The surface of the liposome can be coated, and this coated-liposome can also be utilized as an effective component. Coating by a sulfated polysaccharide is an example of a preferred coating. This sulfated polysaccharide can be exemplified by fucoidan, carrageenan, agar, heparin, and so forth. This sulfated polysaccharide also encompasses products obtained by the sulfation of polysaccharide lacking sulfate groups, for example, chondroitin sulfate, dermatan sulfate, and so forth.

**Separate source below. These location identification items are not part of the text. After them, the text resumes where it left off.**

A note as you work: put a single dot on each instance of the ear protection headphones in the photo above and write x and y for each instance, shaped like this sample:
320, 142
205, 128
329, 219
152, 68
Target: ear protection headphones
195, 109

The use of sulfated polysaccharide having a molecular weight of about 5000 to 300,000 is preferred. Among these sulfated polysaccharides, the use of fucoidan and carrageenan is preferred and fucoidan is particularly preferred.

The sulfated polysaccharide is used, for example, preferably at about 10 to 500 weight parts and more preferably at about 20 to 200 weight parts, in each case per 100 weight parts of the lecithin present in the liposome.

Coating can be carried out, for example, by adding a sulfated polysaccharide to the suspension of the phytosterol-containing liposome and stirring for about 2 to 5 minutes at about 1000 to 3000 rpm. A plurality of liposomes may also be contained in 1 coated membrane.

That the liposome is coated by the sulfated polysaccharide can be confirmed, for example, by the fact that the zeta potential of the liposome solution is changed by the addition of the sulfated polysaccharide and stirring.

In addition to lecithin and phytosterol, for example, the following can be added to the liposome as necessary: antioxidants such as α-tocopherol, ascorbic acid, and so forth; organic acids such as lactic acid, citric acid, and so forth; lipids such as phosphatidylglycerol, phosphatidylethanolamine, and so forth; natural polymers such as chitosan, fucoidan, hyaluronic acid, and so forth; synthetic polymers such as polyethylene glycol, carboxyvinyl polymers, and so forth; sugars such as trehalose, lactulose, maltitol, and so forth; and polyol such as glycerin, and so forth.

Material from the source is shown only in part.